Modern corn and soybean production is low labor but increasingly very high tech. When high tech is working right, it is awesome. When it doesn't, it is awesomely frustrating. A time or two Lou could have been the person on this issue's cover. Of no useful assistance to her, I just keep plodding through my tree plantation with my simple tools, while she awaits help after trying everything she can think of to make the technology function right again.
Unless you or someone in your operation is highly knowledgeable about technology, you need a trained technician. What you really want is a techie – a term of high respect (awe, actually!) – who is not only highly proficient but also highly enthusiastic about the whole world of technology. A person who perfectly fits that definition is Nick Custer (shown left).

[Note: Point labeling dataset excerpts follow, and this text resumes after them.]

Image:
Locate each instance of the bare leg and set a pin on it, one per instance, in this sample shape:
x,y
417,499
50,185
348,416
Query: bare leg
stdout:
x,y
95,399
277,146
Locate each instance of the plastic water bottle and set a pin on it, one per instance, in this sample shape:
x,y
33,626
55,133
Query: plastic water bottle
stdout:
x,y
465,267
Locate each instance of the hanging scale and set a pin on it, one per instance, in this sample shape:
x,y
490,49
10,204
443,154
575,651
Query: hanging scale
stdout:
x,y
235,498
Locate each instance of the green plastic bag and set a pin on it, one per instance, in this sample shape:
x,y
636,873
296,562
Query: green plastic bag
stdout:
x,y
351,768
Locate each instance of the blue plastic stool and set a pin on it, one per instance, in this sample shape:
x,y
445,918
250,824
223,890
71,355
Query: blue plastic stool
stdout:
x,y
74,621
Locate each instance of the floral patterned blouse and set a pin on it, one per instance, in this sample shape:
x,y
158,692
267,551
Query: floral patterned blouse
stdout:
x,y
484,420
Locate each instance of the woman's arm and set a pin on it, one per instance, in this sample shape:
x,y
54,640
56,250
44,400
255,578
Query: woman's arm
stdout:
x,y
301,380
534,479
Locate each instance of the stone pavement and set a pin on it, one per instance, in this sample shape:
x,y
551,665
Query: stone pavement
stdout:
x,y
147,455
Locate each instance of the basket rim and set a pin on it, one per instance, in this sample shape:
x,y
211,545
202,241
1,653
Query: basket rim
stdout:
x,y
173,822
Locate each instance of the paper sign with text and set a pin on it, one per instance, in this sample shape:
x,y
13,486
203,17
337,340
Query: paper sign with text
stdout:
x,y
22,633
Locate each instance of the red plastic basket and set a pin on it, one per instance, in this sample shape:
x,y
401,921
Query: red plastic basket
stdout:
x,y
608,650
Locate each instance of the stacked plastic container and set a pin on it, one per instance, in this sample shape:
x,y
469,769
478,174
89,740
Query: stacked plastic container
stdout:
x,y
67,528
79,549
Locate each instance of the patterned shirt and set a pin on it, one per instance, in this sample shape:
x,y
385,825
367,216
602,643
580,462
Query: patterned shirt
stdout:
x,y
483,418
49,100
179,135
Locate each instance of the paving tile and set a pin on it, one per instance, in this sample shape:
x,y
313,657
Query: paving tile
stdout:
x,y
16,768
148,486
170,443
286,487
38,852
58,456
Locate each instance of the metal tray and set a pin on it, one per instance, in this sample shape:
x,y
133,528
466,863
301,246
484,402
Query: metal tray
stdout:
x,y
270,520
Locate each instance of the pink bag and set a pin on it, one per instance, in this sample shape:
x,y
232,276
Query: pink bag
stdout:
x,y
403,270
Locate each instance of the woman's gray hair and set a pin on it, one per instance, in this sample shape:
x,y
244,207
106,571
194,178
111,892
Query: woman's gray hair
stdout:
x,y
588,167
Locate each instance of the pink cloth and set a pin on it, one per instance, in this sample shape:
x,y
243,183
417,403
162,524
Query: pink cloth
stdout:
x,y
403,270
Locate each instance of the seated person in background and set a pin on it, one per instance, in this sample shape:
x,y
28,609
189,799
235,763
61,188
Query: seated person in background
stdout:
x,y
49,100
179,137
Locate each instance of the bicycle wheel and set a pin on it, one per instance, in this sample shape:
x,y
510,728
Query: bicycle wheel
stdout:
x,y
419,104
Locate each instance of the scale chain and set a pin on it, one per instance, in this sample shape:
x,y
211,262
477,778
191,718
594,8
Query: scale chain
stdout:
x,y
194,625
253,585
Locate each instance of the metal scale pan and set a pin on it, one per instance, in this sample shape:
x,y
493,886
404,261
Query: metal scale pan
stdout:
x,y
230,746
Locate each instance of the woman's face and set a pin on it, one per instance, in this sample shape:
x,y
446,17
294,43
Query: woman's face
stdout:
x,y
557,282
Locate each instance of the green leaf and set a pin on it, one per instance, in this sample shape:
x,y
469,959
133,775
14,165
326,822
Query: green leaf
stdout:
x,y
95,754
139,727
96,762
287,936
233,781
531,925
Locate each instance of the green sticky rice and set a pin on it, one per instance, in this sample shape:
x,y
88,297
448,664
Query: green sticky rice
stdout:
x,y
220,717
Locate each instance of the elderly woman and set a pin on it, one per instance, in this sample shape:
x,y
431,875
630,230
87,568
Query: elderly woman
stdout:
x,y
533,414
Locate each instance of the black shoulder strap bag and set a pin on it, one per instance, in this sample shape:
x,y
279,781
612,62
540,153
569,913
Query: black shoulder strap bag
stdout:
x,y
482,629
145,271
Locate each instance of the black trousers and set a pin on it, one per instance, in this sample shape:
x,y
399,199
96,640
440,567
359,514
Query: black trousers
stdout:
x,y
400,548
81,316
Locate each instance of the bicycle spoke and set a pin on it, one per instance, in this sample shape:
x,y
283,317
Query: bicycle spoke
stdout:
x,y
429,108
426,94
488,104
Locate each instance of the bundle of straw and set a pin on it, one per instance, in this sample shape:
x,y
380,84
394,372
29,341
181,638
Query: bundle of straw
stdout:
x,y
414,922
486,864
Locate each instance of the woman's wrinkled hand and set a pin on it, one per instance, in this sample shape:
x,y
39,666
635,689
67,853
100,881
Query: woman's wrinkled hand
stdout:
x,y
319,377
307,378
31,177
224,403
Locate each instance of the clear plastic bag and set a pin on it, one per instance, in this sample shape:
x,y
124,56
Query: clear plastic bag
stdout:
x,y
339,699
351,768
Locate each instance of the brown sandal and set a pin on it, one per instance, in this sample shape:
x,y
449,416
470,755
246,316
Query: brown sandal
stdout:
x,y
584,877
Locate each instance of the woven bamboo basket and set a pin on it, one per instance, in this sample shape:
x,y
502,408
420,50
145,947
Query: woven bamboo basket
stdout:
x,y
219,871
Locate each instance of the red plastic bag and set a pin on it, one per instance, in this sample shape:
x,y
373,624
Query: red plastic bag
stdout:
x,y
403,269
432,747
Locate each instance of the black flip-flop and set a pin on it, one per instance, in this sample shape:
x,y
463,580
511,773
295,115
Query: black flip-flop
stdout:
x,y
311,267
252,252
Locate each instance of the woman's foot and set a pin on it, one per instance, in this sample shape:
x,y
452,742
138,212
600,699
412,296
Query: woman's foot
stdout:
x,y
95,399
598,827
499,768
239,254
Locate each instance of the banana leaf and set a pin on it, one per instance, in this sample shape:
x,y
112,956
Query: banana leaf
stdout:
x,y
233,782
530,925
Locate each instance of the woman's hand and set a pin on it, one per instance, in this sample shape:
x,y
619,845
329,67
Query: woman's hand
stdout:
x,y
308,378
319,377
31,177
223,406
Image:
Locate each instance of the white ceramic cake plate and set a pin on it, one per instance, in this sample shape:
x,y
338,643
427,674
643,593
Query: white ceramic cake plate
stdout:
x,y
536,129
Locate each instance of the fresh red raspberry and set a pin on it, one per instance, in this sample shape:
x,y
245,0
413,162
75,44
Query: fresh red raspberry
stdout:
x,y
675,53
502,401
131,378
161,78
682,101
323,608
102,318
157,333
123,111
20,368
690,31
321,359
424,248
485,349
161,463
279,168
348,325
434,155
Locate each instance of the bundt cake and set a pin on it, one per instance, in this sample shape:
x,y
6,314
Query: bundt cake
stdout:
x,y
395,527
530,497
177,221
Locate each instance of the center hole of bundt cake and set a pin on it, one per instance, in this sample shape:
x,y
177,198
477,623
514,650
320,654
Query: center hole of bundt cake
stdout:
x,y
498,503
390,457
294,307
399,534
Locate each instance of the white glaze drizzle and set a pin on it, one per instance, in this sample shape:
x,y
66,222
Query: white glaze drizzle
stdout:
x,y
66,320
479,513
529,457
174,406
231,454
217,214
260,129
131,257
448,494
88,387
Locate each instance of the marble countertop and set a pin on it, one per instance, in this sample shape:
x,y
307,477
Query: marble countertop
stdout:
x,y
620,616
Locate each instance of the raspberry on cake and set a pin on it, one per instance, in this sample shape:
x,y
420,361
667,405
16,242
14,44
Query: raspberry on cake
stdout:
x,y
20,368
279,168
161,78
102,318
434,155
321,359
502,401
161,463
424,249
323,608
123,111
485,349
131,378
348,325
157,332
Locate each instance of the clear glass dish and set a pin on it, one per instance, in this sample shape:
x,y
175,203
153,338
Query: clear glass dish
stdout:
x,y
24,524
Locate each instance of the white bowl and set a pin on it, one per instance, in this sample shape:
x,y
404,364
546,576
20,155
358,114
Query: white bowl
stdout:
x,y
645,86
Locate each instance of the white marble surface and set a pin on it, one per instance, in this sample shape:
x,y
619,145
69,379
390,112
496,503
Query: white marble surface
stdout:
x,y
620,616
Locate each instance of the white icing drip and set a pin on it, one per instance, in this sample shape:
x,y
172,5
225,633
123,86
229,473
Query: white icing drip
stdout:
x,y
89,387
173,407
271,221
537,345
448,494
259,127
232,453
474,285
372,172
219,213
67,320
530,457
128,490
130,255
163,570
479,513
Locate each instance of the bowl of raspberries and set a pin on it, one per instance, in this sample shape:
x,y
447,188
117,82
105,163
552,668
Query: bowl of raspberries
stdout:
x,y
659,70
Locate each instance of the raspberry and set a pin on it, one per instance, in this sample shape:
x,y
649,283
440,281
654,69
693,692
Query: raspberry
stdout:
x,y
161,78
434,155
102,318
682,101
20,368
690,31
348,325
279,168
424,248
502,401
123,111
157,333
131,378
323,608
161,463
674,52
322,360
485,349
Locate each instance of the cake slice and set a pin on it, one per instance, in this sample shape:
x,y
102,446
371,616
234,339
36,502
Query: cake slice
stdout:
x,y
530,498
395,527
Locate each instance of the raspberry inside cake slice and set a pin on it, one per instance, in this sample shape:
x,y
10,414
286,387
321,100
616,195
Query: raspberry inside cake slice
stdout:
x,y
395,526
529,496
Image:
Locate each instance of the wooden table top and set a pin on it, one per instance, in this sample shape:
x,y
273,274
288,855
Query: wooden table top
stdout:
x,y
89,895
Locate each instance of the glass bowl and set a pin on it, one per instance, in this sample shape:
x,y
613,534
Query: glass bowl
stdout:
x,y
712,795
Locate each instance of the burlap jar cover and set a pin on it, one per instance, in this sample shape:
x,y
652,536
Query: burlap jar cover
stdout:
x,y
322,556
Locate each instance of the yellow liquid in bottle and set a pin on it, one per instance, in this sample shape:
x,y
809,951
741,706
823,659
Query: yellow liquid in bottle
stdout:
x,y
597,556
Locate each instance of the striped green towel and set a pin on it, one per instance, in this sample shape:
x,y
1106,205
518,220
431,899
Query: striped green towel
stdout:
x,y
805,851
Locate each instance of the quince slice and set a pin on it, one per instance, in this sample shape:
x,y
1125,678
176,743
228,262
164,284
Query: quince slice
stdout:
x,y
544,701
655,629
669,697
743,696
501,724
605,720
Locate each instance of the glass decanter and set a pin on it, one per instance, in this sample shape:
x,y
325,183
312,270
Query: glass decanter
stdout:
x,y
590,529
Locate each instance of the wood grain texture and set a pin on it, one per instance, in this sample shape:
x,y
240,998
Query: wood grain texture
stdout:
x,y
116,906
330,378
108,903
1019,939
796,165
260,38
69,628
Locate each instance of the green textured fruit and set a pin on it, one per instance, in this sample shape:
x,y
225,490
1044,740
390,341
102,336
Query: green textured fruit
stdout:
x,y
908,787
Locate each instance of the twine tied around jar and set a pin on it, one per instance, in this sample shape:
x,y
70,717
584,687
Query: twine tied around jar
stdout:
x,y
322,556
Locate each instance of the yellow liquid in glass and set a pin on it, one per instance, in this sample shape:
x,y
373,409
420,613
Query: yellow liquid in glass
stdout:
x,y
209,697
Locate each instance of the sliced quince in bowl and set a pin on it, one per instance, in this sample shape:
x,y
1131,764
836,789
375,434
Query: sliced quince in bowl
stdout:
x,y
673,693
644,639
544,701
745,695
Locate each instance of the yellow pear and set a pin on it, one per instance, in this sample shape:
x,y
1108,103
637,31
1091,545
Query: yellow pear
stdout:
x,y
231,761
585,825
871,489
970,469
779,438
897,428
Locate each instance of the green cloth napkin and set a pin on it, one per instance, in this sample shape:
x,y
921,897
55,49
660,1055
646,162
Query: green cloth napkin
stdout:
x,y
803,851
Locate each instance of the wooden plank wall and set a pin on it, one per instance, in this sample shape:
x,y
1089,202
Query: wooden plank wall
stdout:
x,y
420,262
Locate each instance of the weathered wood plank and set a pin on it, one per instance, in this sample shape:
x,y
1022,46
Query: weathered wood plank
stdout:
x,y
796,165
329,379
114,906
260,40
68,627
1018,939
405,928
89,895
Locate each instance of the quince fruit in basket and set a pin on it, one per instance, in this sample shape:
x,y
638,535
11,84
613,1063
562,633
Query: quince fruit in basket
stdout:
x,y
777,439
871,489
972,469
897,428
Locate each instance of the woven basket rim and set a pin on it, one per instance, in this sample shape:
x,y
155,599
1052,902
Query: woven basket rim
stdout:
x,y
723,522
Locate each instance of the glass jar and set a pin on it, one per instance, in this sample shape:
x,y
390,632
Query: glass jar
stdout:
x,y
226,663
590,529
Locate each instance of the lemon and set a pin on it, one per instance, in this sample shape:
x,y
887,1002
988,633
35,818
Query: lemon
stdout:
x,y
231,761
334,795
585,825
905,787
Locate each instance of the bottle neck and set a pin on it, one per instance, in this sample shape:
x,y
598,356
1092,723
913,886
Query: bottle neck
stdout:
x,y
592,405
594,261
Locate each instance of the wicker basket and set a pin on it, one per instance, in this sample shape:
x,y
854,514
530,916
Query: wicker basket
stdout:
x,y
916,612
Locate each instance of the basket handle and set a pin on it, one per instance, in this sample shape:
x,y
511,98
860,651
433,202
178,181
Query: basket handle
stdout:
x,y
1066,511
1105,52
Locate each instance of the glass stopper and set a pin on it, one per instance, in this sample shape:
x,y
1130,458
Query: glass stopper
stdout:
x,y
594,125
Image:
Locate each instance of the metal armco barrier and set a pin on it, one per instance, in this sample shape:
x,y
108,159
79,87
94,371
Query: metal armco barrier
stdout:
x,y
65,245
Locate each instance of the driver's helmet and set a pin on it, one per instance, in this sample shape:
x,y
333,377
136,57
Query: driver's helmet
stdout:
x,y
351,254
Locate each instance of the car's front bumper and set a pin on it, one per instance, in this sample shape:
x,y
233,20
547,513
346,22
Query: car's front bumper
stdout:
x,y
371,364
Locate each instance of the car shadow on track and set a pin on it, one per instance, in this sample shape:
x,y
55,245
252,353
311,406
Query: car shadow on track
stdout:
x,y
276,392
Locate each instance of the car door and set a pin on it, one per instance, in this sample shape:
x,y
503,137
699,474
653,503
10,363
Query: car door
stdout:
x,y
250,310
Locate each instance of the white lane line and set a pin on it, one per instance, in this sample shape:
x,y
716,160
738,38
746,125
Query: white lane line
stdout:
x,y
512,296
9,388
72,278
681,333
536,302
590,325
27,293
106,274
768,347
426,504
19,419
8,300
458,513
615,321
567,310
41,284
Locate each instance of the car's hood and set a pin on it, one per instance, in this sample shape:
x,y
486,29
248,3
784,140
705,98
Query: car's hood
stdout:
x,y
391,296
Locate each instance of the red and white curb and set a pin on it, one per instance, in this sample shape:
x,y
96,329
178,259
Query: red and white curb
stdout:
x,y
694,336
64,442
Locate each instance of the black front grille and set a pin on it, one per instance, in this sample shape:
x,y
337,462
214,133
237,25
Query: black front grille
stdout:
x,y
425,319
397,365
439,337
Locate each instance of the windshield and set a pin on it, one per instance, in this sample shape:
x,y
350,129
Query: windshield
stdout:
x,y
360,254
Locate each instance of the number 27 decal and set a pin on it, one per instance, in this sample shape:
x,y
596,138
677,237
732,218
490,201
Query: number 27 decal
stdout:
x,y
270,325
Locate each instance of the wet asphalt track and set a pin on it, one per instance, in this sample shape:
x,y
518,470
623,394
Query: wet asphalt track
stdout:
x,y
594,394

Custer is one of four customer support technicians who cover eight stores to service precision technology for Barker Implement in Iowa. Read more about his work and the rapidly growing need for precision service technicians in dealerships in “Service After The Sale,” beginning on page 32. Search firm AgCareers.com tells Deputy Machinery Editor Laurie Bedord that it expects to have at least 5,000 precision ag-related jobs listed on its site this year.